Leafly.com is a fantastic online search engine for finding marijuana strains and dispensaries. You probably know Leafly’s colorful guides for strains, reminiscent of the periodic table of elements. They also post quality news stories.
You can find a few of their iconic strain reviews in The Leafly Guide to Cannabis: A Handbook for the Modern Consumer (Twelve Books) The value of this book, however, is its focus on the consumer’s experience. From the young person who has come of age in a world of medical and legal marijuana to the older pot smoker who knows what a three-finger lid is, it covers everything you need to know if you plan on smoking, vaporizing, eating or using cannabis products in any way.
The “Cannabis 101” chapter establishes the basics about marijuana, such as the differences in types (sativa, indica, hybrid), and the numerous cannabinoids and terpenes. This is followed by an overview of strains (“A Definitive Guide”).
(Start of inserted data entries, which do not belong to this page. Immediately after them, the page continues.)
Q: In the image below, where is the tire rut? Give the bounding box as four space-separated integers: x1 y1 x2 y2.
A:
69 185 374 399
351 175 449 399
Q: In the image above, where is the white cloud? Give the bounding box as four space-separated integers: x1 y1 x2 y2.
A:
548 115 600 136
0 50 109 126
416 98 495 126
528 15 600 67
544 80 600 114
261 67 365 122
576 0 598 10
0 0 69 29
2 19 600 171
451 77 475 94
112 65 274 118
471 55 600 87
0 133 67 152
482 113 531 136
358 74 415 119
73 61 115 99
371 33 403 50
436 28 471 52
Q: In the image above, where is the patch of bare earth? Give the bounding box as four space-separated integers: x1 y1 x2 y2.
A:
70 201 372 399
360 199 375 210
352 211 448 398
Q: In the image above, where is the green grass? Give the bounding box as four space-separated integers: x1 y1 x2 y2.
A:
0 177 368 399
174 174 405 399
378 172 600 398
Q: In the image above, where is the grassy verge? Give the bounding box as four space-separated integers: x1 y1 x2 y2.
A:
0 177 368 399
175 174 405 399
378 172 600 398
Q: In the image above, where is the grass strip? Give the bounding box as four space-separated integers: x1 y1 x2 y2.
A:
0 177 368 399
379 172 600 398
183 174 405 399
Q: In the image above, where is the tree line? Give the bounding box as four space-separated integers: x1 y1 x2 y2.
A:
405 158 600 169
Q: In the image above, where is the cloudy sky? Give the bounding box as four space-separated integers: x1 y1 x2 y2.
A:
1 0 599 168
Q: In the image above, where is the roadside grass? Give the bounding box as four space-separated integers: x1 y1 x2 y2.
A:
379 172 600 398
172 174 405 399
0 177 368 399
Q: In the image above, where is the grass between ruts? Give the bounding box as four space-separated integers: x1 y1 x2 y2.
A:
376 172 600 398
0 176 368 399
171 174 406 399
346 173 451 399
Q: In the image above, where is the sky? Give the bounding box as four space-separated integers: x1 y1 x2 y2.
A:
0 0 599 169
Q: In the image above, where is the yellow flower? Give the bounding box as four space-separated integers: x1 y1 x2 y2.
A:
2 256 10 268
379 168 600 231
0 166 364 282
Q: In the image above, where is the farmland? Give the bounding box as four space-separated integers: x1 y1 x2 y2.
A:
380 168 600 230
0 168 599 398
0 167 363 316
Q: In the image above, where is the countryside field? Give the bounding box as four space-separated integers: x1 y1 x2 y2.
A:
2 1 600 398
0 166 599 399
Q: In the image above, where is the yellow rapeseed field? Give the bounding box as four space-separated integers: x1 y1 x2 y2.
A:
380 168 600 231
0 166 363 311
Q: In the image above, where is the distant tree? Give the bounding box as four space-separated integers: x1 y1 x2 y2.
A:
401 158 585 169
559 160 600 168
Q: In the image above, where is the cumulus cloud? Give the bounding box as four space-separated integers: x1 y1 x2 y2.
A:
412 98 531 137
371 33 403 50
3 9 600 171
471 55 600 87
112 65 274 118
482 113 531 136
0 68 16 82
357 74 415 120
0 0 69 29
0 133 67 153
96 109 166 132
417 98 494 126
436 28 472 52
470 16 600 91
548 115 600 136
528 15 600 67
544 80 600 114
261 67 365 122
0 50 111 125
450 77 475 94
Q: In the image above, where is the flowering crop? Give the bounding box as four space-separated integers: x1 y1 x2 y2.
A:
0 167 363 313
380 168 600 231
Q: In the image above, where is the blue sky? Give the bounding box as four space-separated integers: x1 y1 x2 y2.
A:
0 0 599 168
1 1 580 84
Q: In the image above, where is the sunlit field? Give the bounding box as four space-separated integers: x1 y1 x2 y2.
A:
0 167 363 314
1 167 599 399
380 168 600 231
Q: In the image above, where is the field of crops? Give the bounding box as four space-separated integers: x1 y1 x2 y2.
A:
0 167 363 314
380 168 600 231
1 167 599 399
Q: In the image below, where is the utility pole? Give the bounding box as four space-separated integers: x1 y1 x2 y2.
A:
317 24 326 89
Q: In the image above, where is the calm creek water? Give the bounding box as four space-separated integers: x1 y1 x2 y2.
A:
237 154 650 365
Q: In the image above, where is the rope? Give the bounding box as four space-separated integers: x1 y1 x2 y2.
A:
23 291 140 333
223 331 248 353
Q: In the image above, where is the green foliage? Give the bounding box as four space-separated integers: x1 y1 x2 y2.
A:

The “Smoking” chapter asks if it’s bad for you. You may not like the answer: “Cannabis smoke exposure is associated with negative cardiovascular effects and lung-function abnormalities.” This section is all about smoking devices: joints, blunts, spliffs, pipes, bongs and grinders. Obligatory how-to-roll illustrations are provided. You’ll even learn the ground rules of stoner etiquette (like who gets the “greens”) and some toking history (“the first recorded use of a joint was in Mexico in 1856”).
The next four chapters dig into the various ways to use cannabis, from “Vaporization” and “Edibles” to “Topicals” and “Oils and Concentrates.” Each one offers tips for beginners and advanced users. The “Vaporization” chapter compares pens with portables and tabletop models like the legendary Volcano, which earns its own sidebar. Whether to vape flower or concentrate is a major discussion point.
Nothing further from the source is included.